Official data released from Germany on Tuesday (9 February) confirmed that China has stripped Europe's largest economy of its top exporter title.
Data released by the German Federal Statistics Office showed the country's exports fell by 18.4 percent in 2009 when compared to the previous year, hitting a dollar equivalent of $1.121 trillion. China's exports for 2009 totaled $1.202 trillion.
Despite the drop, which represents the greatest year-on-year decline for Germany since 1950, the news of China's takeover was not greeted with great alarm by German economists.
"This is something that was expected. Everyone agrees that China's currency is undervalued, but still it was only a matter of time," Gernot Nerb, head of the industry department with the Ifo Institute for Economic Research, Munich, told this website.
The official figures also showed a strong export recovery in the fourth quarter of the year, helping to pull Germany out of its recession and providing a silver lining to the more gloomy annual data.
With more than 60 percent of Germany's exports going to other EU countries, concerns have been raised that the bloc's forecast low rates of growth in the coming years could prose a problem for Germany's export model.

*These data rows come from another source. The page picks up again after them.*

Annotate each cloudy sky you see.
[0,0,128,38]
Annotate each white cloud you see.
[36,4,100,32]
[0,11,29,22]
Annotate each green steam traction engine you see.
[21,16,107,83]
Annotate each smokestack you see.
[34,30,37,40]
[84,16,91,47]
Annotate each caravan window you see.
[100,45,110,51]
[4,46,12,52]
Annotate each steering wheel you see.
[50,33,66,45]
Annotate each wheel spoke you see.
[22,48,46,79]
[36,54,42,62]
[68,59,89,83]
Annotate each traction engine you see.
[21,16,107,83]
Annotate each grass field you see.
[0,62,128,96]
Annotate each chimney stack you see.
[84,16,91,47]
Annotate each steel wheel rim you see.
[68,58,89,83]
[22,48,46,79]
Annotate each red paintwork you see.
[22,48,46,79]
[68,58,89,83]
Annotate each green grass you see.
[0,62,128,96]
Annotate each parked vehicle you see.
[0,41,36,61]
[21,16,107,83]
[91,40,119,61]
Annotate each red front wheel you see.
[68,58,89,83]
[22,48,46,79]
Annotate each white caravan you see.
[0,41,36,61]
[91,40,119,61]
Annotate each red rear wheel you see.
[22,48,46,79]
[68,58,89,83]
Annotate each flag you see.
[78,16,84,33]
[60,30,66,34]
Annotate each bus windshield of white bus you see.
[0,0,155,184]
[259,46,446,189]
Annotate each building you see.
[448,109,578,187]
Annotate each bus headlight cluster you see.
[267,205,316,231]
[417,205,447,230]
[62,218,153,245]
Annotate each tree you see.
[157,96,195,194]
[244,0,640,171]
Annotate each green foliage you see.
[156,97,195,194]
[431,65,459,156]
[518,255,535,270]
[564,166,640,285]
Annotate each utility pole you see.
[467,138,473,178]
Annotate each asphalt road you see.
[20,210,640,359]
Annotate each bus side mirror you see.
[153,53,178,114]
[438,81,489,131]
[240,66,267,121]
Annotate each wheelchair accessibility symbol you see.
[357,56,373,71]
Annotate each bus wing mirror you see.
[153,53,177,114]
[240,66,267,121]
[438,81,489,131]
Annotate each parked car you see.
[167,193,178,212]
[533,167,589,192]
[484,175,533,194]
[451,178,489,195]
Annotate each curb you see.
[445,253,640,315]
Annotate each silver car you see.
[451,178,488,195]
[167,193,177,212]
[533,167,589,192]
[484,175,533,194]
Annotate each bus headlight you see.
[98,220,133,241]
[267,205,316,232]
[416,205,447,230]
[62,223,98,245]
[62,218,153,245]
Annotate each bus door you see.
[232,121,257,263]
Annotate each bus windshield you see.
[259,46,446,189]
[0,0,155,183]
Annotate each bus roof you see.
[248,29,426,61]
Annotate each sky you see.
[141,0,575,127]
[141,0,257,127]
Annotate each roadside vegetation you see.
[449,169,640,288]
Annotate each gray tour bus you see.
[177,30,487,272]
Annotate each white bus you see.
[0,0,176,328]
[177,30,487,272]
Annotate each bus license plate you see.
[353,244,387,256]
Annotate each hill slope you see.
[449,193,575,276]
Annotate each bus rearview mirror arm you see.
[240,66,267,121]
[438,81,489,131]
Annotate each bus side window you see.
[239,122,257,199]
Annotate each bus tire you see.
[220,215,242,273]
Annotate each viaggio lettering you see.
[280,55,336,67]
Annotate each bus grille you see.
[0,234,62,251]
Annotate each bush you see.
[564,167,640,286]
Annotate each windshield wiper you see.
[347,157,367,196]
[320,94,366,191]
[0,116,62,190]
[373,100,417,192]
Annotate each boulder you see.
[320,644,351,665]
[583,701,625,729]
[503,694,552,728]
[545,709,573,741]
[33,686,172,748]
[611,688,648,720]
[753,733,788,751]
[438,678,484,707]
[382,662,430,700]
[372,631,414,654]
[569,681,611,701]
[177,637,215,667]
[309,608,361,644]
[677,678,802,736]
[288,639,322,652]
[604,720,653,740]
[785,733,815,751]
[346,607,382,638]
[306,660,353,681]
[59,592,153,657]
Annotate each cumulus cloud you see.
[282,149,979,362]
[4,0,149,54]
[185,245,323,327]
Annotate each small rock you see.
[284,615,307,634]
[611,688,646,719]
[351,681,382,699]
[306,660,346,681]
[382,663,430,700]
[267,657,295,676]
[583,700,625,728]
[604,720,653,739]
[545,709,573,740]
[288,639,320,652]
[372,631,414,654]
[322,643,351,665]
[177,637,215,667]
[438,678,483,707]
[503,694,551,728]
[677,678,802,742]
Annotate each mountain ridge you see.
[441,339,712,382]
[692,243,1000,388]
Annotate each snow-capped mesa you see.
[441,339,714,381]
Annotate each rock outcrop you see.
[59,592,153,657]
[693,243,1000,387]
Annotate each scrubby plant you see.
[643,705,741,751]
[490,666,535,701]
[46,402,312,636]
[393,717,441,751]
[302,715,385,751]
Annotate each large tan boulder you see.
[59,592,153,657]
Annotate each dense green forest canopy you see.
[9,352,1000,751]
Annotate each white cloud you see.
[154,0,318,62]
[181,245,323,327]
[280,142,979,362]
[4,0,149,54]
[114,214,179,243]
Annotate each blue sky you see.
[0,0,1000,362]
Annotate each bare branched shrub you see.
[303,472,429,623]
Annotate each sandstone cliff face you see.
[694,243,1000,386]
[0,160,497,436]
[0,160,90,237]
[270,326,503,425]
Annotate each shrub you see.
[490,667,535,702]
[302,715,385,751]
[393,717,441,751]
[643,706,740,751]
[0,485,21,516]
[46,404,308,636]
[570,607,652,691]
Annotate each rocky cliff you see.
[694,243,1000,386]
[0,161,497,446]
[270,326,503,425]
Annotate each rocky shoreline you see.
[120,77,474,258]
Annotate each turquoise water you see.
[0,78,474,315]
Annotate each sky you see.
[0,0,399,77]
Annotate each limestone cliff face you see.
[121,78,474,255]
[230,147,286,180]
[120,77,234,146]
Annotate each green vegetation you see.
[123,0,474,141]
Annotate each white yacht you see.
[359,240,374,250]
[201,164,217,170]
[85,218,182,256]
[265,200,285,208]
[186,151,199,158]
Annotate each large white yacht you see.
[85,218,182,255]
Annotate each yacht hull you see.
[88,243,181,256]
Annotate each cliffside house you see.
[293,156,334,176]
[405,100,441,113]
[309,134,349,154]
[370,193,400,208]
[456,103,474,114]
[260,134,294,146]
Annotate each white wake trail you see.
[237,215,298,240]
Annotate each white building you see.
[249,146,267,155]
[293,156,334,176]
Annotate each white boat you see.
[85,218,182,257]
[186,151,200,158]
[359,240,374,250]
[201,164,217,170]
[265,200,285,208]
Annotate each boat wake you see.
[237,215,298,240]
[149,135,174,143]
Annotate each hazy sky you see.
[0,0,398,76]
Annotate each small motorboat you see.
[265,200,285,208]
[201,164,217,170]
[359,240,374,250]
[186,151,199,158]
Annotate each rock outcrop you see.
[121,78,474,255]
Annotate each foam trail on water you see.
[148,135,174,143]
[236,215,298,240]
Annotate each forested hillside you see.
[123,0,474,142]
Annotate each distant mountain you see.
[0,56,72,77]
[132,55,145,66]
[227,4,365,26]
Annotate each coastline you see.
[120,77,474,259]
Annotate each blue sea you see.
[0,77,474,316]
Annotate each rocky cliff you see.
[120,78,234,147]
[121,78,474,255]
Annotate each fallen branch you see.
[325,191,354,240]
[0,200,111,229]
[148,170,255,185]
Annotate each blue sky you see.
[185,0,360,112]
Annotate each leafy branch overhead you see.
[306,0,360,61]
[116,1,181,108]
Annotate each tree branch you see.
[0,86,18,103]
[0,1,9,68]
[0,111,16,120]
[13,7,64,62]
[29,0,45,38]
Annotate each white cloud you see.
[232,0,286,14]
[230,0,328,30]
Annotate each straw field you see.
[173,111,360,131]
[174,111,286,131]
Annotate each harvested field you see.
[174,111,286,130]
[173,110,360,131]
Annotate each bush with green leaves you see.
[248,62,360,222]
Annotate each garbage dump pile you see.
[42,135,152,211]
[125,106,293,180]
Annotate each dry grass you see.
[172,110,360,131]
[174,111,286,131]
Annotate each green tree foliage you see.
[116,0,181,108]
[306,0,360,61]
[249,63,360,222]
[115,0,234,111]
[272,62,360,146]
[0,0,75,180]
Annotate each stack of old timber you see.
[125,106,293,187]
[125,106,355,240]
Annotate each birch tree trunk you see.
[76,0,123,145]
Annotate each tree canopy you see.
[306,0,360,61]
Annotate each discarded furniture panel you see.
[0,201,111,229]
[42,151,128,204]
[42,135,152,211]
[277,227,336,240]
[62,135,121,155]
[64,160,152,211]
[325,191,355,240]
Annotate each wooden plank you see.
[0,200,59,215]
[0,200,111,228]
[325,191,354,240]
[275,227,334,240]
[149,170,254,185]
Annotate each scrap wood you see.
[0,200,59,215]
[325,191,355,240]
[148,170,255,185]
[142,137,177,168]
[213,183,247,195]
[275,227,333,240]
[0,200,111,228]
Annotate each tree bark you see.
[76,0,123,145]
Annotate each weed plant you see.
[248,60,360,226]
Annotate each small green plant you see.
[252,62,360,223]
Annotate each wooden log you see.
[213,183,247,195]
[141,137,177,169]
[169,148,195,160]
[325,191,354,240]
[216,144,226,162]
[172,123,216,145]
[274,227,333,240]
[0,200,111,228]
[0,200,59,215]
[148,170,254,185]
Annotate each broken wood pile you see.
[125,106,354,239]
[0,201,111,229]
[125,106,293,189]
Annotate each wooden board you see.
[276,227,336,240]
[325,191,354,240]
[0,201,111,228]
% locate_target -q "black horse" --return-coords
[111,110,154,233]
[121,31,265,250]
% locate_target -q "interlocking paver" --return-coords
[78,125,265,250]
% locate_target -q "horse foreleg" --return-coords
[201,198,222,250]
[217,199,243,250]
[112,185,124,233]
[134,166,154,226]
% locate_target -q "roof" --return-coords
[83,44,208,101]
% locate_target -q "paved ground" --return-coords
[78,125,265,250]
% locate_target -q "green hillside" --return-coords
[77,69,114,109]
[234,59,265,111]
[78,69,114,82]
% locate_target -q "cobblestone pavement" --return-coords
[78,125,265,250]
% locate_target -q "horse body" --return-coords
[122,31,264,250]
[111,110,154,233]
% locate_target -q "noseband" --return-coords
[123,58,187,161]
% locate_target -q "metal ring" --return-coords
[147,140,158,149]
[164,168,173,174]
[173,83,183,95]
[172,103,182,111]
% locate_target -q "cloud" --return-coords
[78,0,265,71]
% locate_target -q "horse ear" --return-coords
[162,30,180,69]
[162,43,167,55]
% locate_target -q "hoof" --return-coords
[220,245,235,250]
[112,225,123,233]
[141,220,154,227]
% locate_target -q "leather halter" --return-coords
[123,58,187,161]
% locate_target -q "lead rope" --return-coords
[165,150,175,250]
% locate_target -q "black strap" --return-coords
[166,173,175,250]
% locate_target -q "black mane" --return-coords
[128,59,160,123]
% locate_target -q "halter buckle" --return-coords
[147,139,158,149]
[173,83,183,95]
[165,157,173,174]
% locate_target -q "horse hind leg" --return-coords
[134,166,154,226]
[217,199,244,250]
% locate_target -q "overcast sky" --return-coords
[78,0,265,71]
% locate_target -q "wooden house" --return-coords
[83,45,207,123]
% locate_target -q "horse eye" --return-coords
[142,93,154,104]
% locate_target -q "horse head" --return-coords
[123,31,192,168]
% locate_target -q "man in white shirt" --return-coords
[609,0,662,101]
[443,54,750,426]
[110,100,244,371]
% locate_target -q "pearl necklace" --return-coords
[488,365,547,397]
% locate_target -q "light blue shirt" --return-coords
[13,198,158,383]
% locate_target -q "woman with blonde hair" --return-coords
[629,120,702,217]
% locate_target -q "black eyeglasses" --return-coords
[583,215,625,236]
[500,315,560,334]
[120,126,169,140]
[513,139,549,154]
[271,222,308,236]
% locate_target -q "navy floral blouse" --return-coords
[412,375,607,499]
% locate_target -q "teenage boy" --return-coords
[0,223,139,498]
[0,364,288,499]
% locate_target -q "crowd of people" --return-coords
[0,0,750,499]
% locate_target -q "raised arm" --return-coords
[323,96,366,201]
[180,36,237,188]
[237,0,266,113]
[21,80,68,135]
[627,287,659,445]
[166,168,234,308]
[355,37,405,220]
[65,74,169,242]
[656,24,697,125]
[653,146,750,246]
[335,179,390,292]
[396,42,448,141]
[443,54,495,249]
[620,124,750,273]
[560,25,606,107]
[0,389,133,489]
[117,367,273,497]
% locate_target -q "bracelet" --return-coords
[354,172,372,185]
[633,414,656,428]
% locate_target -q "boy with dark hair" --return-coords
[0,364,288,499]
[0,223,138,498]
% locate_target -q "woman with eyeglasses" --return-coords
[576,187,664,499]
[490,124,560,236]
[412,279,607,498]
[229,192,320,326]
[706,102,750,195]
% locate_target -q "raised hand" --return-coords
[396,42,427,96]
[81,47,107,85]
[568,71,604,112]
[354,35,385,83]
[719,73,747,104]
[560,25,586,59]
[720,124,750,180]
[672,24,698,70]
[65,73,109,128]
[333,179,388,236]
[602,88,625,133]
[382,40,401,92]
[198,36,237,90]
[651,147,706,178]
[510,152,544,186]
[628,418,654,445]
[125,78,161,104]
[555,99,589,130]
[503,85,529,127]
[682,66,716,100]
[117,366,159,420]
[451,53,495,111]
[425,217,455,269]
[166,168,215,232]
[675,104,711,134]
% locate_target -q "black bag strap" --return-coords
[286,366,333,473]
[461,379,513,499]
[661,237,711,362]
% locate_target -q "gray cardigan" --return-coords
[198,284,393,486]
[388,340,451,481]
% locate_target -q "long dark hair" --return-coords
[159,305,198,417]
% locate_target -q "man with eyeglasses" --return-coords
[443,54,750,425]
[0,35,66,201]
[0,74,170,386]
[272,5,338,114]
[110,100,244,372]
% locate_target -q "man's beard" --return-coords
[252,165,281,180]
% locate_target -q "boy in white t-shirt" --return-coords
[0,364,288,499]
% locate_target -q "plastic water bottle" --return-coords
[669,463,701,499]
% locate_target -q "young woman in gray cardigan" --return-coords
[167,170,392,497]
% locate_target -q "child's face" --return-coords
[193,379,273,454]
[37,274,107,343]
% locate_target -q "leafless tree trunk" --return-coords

"There is some concern but we are mainly exporting investment goods, and you can not postpone investment for ever," said Mr Nerb, conceding that investment levels will probably not pick up before 2011-12 however.
A breakdown of the German figures shows exports to the EU were down 19.1 percent year-on-year, with sales to faster-growing regions of Asia and South America faring little better and falling 17.1 percent.